Prior to pupation, the waste is shed and any further matter excreted is deposited on the surface of the leaf instead of on the cerci. Photograph 7 shows a  larvae from above having shed its load.  Photograph 8 shows another larvae, from the side, also having shed its load or “shield”. Here you can see the free cerci, the anal tube though which faecal matter is deposited and some thin strips of loose faecal matter. Eventually the larvae stop eating and go into a motionless diapause period during which the head becomes flattened against the body, as you can just see in Photograph 9 in preparation for pupation.

On the 27th of June I was lucky enough to witness one of the the larva pupating. The second pupated when I wasn’t looking. Unfortunately I didn’t have my camera to hand so wasn’t able to video the event. It started with a lot of movement in the lower half of the body, the lower three segments were being sloughed off and pulled right back to the cerci causing the extreme wrinkling seen on a completed pupa. While this was happening the front end was being lifted up so that it was almost vertical and there were tremendous waves of movement inside the body as it squeezed out the pupa from the lower end, segment by segment. About eight minutes after the process started the skin over the head began to split and the front end was transformed into the shield -like structure at the front of the pupa.

The main body of the pupa was pale orange but the spines on the sides of the body and the shield-like part over the head were transparent. Still huge waves of energy could be observed causing the pupa to arch in the middle of its body. Each time the front end lifted up it seemed as if it was trying to pull back the remains of the larval skin and I kept expecting to see more than 5 of the side spines but that number didn’t change. Photographs 10 and 11 show the pupa from the side and above  shortly after the head split.

As time passed the pupa started to change colour and darken (Photographs 12, 13 and 14). During the darkening period I bent back the leaf and took these photographs of the underside. (Photographs 15 and 16).

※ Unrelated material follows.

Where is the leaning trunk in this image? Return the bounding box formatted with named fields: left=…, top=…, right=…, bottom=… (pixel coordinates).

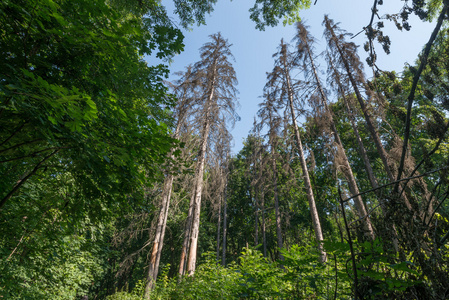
left=307, top=44, right=374, bottom=240
left=284, top=56, right=327, bottom=263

I watched the pupa for a long time during which there was repeated “ twitching” or “forward pushing” in the part of the body below the scutellum, the small triangular plate behind the pronotum, and I kept expecting the pupa to split at this point and the beetle to emerge. The following photograph 17, taken with a camera attached to a microscope shows the scutellum and the shape of the head showing though the shield-like part of the pupa. About two weeks later I just caught the end of the adult beetle emerging from the pupa. Unfortunately one of its wing cases got stuck and it wasn’t able to emerge completely as you can see in the next two photographs 18 and 19

After watching it struggle to get free I used a blunt needle to hold the pupal skin still and prise it off the wing but the wing wouldn’t go back into place and the beetle was left walking with one wing case dragging on its side. At this point I put the beetle in the garden on a thistle.